Shiffrin runner-up in return
U.S. skier happy with second after long time away from the slopes
Mikaela Shiffrin, racing for the first time since January, settled for second place behind Petra Vlhova in a World Cup slalom on Saturday but still “felt a lot of happiness” to finally get back in the start gate.
“I enjoy a second place more than I did ever before,” said Shiffrin, a winner of 66 World Cup races, “because I felt I was pushing and having some good skiing. It was the best I could today. I feel I can be more proud of that than I used to be.”
Vlhova, the World Cup slalom champion from Slovakia, posted the fastest times in both runs to beat the American by 0.18 seconds in Finnish Lapland, north of the Arctic Circle.
But for Shiffrin, the result wasn’t her biggest concern.
“It’s been really hard to imagine being here again and racing. And being on the podium, that’s just something I almost didn’t dare to really imagine, because you don’t want to be disappointed again,” the double Olympic champion said.
Shiffrin’s previous season ended prematurely after the death of her father, Jeff Shiffrin. That was followed by the cancellation of the season-ending races amid the coronavirus outbreak, and then she sat out the first race of the new season in Austria in October with a back injury.
The 25-year-old Shiffrin had wondered whether she wanted to continue her ski racing career, but after Saturday’s race she sounded optimistic.

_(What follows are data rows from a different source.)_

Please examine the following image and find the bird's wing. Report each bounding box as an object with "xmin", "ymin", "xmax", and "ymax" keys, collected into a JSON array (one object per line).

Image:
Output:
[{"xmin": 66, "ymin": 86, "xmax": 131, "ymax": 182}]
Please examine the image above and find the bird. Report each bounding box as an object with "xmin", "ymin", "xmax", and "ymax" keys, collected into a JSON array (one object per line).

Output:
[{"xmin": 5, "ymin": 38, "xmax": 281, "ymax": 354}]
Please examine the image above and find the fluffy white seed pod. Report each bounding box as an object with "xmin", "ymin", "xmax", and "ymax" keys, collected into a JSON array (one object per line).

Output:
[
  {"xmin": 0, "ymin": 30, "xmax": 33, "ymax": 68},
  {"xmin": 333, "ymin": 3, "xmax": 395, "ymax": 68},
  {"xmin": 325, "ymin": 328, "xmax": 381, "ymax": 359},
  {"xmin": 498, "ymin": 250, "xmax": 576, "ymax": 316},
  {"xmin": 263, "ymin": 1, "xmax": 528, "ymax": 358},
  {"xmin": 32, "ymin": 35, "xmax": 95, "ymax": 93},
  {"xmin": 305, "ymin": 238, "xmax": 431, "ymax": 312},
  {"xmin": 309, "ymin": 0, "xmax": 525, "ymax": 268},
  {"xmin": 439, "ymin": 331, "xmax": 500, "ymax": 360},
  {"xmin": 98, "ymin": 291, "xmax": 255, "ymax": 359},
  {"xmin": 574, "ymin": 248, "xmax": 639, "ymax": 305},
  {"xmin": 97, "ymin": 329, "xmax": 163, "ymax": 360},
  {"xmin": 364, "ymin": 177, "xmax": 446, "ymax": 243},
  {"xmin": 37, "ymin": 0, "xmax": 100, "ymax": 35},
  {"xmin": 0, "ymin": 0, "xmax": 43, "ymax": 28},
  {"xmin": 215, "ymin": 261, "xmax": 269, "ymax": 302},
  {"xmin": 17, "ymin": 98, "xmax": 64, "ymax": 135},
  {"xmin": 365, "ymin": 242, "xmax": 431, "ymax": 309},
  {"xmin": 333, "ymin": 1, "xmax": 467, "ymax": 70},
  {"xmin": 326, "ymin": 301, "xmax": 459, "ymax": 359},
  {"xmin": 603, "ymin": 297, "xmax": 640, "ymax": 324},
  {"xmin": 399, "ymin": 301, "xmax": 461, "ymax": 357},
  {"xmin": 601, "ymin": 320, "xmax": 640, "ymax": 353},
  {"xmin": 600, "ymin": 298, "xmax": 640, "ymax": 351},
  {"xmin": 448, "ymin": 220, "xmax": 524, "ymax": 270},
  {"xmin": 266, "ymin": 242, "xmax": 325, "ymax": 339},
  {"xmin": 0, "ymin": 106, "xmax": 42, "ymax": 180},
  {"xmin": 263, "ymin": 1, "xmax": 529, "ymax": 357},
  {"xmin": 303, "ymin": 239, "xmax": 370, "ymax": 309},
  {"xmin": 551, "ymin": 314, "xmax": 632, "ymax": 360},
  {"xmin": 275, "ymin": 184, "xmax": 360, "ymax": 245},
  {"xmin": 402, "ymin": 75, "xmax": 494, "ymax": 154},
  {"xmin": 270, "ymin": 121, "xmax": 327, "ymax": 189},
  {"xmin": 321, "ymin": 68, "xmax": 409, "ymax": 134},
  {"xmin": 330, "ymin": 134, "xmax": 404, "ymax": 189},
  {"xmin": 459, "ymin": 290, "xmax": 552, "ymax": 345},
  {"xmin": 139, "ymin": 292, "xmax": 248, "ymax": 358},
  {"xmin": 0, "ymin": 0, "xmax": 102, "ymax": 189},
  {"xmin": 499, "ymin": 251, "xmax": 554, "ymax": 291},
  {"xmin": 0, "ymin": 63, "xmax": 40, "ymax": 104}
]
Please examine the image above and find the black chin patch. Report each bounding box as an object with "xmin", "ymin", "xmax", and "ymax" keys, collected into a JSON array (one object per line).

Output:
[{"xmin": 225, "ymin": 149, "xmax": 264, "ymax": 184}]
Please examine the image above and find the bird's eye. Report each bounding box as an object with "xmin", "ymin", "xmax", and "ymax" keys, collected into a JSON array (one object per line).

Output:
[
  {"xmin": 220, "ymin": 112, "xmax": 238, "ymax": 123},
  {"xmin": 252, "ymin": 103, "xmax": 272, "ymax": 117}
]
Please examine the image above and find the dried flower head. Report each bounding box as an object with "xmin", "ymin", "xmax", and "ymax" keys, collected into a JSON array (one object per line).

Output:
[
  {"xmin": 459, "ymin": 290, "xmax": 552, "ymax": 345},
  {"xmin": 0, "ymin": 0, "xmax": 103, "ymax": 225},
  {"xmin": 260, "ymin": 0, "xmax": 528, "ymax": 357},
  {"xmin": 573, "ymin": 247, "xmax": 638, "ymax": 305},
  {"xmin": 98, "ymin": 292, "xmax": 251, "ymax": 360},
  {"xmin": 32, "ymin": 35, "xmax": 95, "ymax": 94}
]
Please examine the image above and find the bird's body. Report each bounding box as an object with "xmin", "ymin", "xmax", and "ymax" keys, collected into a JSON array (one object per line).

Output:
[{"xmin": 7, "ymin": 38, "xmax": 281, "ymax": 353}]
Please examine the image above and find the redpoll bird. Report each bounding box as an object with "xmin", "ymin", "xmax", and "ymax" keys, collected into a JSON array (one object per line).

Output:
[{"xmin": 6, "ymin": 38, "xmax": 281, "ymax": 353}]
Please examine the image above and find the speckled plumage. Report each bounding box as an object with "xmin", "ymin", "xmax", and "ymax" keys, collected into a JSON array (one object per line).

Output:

“I hope from here I can keep going because I want to,” she said. “I felt a lot of happiness skiing today, and racing. I had fun and I felt I did some really good skiing. After everything that has happened, it is really cool to just be able to ski race and get a podium, and get a second place, that’s like, wow!”
Racing the second run on a course set by her coach Livio Magoni, Vlhova earned her fourth straight slalom win.
“I tried to take this advantage that my coach set the course, and I did it,” Vlhova said.
Austria’s Katharina Liensberger was 0.57 behind in third.